DISTINCT vs GROUPBY ?

#1 September 12th, 2005, 08:12 PM

DISTINCT vs GROUPBY ?

Hello all,

I'm trying to figure out if there is any difference of performance using
either
GROUPBY or DISTINCT in the following scenario.

I have a table named [Orders] that contains many fields, among them two
called [Supplier_ID] and [InvoiceNumber]. The combo of the 2 is not
unique and may repeat over several item records.

I'm trying to generate a unique list of all [Supplier_ID][InvoiceNumber]

Is it faster/better to use GROUPBY or DISTINCT ?

many thx

#2 September 12th, 2005, 08:45 PM

Do you have separate Supplier and Invoice Tables? If not, I would start
there, and use one to many relationships. Ex. One Supplier will have many
Invoices; One Invoice will have many Orders.
K Board

Stef wrote:
DISTINCT vs GROUPBY ?

Hello all,

I'm trying to figure out if there is any difference of performance using
either
GROUPBY or DISTINCT in the following scenario.

I have a table named [Orders] that contains many fields, among them two
called [Supplier_ID] and [InvoiceNumber]. The combo of the 2 is not
unique and may repeat over several item records.

I'm trying to generate a unique list of all [Supplier_ID][InvoiceNumber]

Is it faster/better to use GROUPBY or DISTINCT ?

many thx

--
Message posted via http://www.accessmonster.com

#3 September 12th, 2005, 09:17 PM

Hi,

GROUP BY should be faster, since both are likely to relay on sorting, and
DISTINCT has no idea about which fields are important to consider (it will
sort the whole SELECTed list of expressions), while GROUP BY can be
instructed. Furthermore, use a dummy aggregate for fields in the list, when
used with GROUP BY, such as LAST( ), on fields that are not defining a
"group":

SELECT FirstName, LastName, LAST(address), LAST(phoneNumber)
FROM myTable
GROUP BY FirstName, LastName

could be faster than

SELECT FirstName, LastName, address, phoneNumber
FROM myTable
GROUP BY FirstName, LastName, address, phoneNumber

if FirstName and LastName define the "groups", because here, the sorting
list has a larger number of bytes to handle, for each entry in the sorted
list.

Hoping it may help,
Vanderghast, Access MVP

"Stef" wrote in message
...
DISTINCT vs GROUPBY ?

Hello all,

I'm trying to figure out if there is any difference of performance using
either
GROUPBY or DISTINCT in the following scenario.

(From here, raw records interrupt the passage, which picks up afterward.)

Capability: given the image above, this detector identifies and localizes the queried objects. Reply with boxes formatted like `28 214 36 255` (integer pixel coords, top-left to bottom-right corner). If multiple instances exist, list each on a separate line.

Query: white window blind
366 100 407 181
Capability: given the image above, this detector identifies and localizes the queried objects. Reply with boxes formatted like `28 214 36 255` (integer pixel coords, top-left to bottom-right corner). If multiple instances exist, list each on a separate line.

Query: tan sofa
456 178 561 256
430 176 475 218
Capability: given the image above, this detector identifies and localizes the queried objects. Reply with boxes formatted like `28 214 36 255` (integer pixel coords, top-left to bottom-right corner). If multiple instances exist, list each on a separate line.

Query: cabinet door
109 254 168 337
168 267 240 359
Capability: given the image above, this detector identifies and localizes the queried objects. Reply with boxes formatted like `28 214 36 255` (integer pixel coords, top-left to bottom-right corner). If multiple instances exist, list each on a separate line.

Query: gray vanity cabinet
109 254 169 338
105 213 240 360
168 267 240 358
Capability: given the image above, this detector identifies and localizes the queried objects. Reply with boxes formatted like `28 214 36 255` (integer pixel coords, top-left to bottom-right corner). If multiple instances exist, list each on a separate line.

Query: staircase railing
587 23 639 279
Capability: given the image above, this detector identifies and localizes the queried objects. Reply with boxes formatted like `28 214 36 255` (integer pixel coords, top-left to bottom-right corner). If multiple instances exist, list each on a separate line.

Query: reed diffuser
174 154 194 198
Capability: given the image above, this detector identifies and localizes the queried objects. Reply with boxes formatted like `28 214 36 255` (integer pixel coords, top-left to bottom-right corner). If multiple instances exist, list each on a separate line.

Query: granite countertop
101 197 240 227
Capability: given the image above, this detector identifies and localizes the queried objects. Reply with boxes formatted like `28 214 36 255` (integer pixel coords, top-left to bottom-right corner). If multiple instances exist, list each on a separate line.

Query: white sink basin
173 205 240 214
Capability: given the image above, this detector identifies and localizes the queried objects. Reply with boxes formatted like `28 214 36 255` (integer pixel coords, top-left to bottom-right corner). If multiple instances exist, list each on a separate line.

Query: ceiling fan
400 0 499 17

I have a table named [Orders] that contains many fields, among them two
called [Supplier_ID] and [InvoiceNumber]. The combo of the 2 is not
unique and may repeat over several item records.

I'm trying to generate a unique list of all [Supplier_ID][InvoiceNumber]

Is it faster/better to use GROUPBY or DISTINCT ?

many thx

#4 September 13th, 2005, 09:23 AM

Michel Walsh wrote:
GROUP BY should be faster, since both are likely to relay on sorting, and
DISTINCT has no idea about which fields are important to consider (it will
sort the whole SELECTed list of expressions), while GROUP BY can be
instructed. Furthermore, use a dummy aggregate for fields in the list, when
used with GROUP BY, such as LAST( ), on fields that are not defining a
"group"

I'm not convinced by your argument

Neither rely on sorting. Instinct tells me DISTINCT would be faster
because it doesn't have to perform any aggregation, dummy or otherwise.
DISTINCT merely ignores duplicated rows, which is easy for the
optimizer e.g. a hash table.

Here are my test results:

SELECT DISTINCT data_col
FROM MillionRowTable;
1.266 secs

SELECT COUNT(*), data_col
FROM MillionRowTable
GROUP BY data_col;
1.953 secs

SELECT LAST(data_col), data_col
FROM MillionRowTable
GROUP BY data_col;
1.937 secs

Based on the above, I wouldn't consider GROUP BY to be significantly
slower but still think DISTINCT is the best choice.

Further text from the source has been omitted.